Tata Consultancy and Tata Teleservices analysis: better buy?
- Tata Consultancy (TCS) stock price has surged to a record high as IT spending grows.
- Tata Teleservices is still making substantial losses as costs remain elevated.
- TCS seems like a better investment because of its market share.
One is thriving, and the other one is in not doing too well. Tata Consultancy Services (TCS) share price is doing well as it sits at its all-time high. It has jumped in the last three consecutive months, moving to its all-time high of ₹4,556. Also, it is up by over 22% this year, outperforming the Nifty 50 and BSE Sensex, which have risen by about 15.5%.
Tata Teleservices (TTML), on the other hand, has risen by less than 12% this year and remains 65% below its highest level in 2022. This makes it one of the worst-performing companies in India.
Tata Consultancy Services is doing well
Tata Consultancy is one of the biggest IT consulting companies in the world. It is a leading company that helps companies and organizations achieve more IT success without the need for hiring thousands of workers.
For example, a banking group that wants to integrate digital solutions can hire TCS to do the hard work. The same is true for companies that want to integrate cloud computing and artificial intelligence solutions. Some of its solutions are AI, cloud, cybersecurity, data and analytics, and consulting.

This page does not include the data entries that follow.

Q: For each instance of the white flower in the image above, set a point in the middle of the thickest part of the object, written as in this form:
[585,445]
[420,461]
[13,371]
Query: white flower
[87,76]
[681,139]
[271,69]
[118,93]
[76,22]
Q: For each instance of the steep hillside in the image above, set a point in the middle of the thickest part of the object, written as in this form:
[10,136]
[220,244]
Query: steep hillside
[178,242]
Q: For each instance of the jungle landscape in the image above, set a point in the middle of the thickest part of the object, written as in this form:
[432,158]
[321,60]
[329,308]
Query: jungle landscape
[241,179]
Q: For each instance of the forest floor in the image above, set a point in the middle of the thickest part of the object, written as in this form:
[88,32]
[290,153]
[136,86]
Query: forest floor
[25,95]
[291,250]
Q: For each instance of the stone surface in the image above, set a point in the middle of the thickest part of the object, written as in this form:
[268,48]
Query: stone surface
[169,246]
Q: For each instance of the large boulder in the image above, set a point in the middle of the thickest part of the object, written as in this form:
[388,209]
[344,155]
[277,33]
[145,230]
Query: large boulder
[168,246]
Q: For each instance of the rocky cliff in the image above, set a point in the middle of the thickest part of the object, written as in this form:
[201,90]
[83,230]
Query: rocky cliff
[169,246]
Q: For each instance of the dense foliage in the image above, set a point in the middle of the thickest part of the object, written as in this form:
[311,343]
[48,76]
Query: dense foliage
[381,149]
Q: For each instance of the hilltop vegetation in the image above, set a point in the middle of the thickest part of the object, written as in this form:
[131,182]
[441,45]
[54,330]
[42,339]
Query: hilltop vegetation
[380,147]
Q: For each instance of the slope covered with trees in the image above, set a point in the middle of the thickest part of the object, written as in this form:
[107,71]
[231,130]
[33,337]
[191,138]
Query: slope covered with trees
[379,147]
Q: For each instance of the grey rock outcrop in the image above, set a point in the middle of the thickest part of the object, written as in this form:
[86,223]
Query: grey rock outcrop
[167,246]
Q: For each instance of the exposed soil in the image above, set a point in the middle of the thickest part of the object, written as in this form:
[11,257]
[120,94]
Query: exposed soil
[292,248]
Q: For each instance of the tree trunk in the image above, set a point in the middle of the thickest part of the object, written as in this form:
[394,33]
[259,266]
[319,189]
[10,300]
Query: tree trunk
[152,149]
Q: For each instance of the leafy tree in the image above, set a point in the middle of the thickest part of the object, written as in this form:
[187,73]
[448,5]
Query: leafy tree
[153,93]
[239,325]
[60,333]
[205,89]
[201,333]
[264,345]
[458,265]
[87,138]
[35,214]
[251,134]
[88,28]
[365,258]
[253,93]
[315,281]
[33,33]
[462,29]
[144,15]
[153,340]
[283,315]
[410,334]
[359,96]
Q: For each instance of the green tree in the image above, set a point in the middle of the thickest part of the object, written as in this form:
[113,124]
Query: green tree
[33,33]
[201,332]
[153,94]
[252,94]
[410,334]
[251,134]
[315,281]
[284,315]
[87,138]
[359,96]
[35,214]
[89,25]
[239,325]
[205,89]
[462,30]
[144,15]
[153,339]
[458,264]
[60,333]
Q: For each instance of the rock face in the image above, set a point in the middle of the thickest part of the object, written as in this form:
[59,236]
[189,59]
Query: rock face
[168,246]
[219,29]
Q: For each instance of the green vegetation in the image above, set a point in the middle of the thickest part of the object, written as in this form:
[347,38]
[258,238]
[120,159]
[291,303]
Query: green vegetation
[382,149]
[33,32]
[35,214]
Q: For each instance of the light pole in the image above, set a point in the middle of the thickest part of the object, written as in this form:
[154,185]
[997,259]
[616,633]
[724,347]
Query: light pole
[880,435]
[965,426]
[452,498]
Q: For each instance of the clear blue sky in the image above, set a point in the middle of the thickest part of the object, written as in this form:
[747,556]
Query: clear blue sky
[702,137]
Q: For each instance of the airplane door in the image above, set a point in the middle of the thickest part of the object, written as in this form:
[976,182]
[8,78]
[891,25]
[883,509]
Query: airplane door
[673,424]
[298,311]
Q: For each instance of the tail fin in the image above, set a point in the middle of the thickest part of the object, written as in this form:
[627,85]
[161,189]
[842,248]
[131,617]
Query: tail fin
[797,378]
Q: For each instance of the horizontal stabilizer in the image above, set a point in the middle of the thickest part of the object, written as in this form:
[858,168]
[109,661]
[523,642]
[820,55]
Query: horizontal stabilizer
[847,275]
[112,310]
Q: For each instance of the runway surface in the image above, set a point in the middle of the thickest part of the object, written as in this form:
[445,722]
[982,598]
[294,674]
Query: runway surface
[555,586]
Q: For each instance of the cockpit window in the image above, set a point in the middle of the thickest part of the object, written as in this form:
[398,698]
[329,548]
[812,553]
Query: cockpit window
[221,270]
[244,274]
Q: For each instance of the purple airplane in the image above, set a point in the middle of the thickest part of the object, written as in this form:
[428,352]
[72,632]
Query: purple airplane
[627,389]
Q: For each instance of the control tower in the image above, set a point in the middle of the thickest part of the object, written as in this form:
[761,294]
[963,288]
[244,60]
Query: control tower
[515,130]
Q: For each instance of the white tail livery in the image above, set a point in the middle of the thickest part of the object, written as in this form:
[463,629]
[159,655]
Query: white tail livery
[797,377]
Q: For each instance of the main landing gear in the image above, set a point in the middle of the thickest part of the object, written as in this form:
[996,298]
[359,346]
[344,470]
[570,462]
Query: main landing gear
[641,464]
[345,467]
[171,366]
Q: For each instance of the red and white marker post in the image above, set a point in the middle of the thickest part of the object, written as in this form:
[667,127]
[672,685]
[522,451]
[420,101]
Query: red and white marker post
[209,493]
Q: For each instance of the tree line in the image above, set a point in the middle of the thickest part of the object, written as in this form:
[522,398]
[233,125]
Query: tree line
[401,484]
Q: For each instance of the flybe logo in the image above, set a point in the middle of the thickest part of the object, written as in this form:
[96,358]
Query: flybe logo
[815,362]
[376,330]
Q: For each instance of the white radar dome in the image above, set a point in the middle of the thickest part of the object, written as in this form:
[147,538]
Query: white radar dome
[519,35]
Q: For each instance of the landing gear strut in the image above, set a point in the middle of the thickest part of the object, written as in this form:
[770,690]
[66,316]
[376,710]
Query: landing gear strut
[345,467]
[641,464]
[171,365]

The company operates in a fairly competitive industry, with some of the top firms in the sector being Infosys, Wipro, Cognizant, and Accenture.
Therefore, the company’s business is doing well as IT spending continues rising globally. A recent report by Gartner estimated that worldwide IT spending will jump by 7.5% this year to $5.26 trillion. Most of this spending will happen as companies boost their investments in generative AI.
TCS’s financial results showed that its revenue rose by 5.4% in the last quarter to ₹626,130 million or $7.5 billion. Its operating and net profit margins rose to 24.7% and 19.2%, respectively.
Most of its revenue growth was in North America, where the company helps hundreds of large companies. Banking and finance, consumer, and life sciences are its biggest verticals.
Therefore, the company will likely continue benefiting as interest rates start falling, leading to more investments in IT.
The weekly chart shows that the Tata Consultancy Services share price has done well after bottoming at ₹1,380 in 2020. Most recently, the stock jumped above the key resistance point at ₹4,217, its highest swing in March this year and invalidating the double-top pattern that was forming.
TCS stock has remained above all moving averages, meaning that bulls are still in control. As such, it may continue rising as buyers target the next point at ₹4,600.
Tata Teleservices is not doing well
Meanwhile, Tata Teleservices (TTML), which counts Tata Group as a big shareholder, is not doing well.
For starters, TTML is a telecom company that provides numerous services like business communications, network and connectivity, collaboration, and cloud infrastructure. Its goal is to provide unified solutions for companies in India.
While the Tata Teleservices share price has doubled from its lowest point in 2023, it remains sharply lower than its all-time high.
This performance is mostly because Tata Tele continues to make substantial losses. Its most recent results showed that the company’s revenue rose by 7.8% to ₹12 billion while its EBITDA rose to ₹536 million.
However, because of high costs, the company’s profit after tax continued falling, moving from ₹1.145 billion in FY23 to over ₹1.22 billion. This loss was mostly because of financing charges of about ₹1.6 billion.
The most recent quarterly results showed that the company’s standalone net loss stood at ₹354 crore in the June quarter. The management has committed to continue improving its operations and narrowing its losses.
Tata Teleservices stock analysis
Turning to the daily chart, we see that the Tata Teleservices share price has bounced back after bottoming at ₹65.15 in June. Most of the recent gains happened after the company published its financial results in July.
The post-earnings jump pushed it to a high of ₹111.17, its highest level in October 2022. It then pulled back and retested the important support level at ₹87.22. Now, the stock has rebounded and moved above the important resistance level at ₹100, its highest swing on January 9.
Tata Teleservices shares have remained above the 50-day and 100-day moving averages, which is a bullish sign.
Therefore, the stock will likely continue rising as bulls target the key resistance point at ₹111.17, its highest point in July. A move above that level will lead to more upside as traders target the key resistance point at ₹120.
TCS vs TTML: better buy?
One may argue that TTML is a good buy now that TCS stock has surged to a record high and has become relatively overvalued. TTML, on the other hand, still has more room to retest its all-time high.
However, I believe that Tata Consultancy is a better company because of its market share in the tech industry and its strong dividends. Tata Teleservices is a riskier company that has continued to report big losses.